Le Président ivoirien, Alassane Ouattara, a relancé ce dimanche 22 juin le suspense politique en annonçant qu’il se prononcerait « dans les jours qui viennent » sur sa potentielle candidature à un quatrième mandat. Une déclaration faite devant des dizaines de milliers de partisans du Rassemblement des houphouëtistes pour la démocratie et la paix (RHDP), réunis au stade olympique d’Ebimpé pour un congrès exceptionnel.

Alors que le parti présidentiel venait de le désigner officiellement comme son candidat pour l’élection présidentielle d’octobre 2025, beaucoup s’attendaient à une annonce claire et ferme du chef de l’État ivoirien. Mais Alassane Ouattara a choisi la prudence : « Je vous ai compris. Je vous remercie pour votre confiance. Je prendrai, dans les jours qui viennent, après mûre réflexion, une décision en mon âme et conscience », lance-t-il devant des militants médusés.

Une réponse différée qui irrite et intrigue

Si certains partisans y ont vu dans les propos de leur leader une réponse positive voilée, interprétant le discours comme un signal favorable à sa candidature, d’autres, y compris dans les rangs du RHDP, ont été pris de court. « Le Président nous a surpris », confie un ministre. Un cadre du parti souligne que le chef de l’État reste attentif aux équilibres internes, dans un parti traversé par des luttes d’influence et des tensions sur la question de sa succession.

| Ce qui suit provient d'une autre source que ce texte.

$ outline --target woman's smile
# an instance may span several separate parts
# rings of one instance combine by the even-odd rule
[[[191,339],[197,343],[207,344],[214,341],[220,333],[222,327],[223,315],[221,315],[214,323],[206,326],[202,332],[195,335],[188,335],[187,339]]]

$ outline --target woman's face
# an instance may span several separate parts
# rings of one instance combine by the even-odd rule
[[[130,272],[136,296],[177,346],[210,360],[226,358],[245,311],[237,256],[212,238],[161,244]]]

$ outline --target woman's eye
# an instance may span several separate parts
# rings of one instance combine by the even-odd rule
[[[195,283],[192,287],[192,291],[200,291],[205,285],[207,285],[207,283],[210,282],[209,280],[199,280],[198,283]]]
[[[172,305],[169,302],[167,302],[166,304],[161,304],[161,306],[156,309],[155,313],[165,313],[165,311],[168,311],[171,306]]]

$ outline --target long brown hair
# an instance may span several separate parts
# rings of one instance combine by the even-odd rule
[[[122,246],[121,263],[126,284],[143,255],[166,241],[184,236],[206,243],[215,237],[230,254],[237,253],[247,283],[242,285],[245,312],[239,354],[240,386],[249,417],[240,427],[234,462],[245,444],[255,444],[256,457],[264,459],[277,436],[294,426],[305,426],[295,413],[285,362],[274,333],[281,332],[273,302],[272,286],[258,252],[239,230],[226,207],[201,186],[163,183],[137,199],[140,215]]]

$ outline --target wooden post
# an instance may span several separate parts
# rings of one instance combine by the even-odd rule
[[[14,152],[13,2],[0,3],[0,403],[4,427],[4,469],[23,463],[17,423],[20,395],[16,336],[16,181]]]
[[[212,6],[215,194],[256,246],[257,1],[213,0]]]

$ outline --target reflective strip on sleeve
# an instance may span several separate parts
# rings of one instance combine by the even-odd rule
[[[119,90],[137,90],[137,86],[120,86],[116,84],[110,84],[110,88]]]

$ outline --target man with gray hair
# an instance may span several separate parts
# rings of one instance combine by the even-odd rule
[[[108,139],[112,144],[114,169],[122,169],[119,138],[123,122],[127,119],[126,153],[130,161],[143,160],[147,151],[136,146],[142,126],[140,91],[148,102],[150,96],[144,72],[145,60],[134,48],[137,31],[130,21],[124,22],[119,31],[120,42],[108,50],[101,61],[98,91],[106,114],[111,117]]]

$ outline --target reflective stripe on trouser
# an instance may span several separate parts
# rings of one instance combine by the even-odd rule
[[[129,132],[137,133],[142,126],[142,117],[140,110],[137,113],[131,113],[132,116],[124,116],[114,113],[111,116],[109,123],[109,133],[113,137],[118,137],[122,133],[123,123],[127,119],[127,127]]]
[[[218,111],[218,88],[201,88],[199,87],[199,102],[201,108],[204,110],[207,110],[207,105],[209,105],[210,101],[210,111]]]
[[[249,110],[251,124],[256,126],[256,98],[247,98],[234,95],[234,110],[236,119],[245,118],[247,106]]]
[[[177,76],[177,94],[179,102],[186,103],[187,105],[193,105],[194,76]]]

Le choix du silence pourrait aussi être stratégique, alors que la question d’un quatrième mandat reste très controversée. En se donnant du temps, Ouattara affirme vouloir agir en tant que Président de tous les Ivoiriens, au-dessus des intérêts partisans. Mais cette posture ne convainc guère l’opposition.

L’opposition contre-attaque

Dans le camp opposé, cette déclaration d’Alassane Ouattara est perçue non pas comme une pause réflexive, mais comme un recul sous pression. Pour Damana Adia Pickass, haut cadre du PPA-CI et coordonnateur du mouvement Trop c’est Trop, il s’agit même d’une victoire politique : « Face à la mobilisation contre le quatrième mandat, le Président Ouattara vient de reculer ».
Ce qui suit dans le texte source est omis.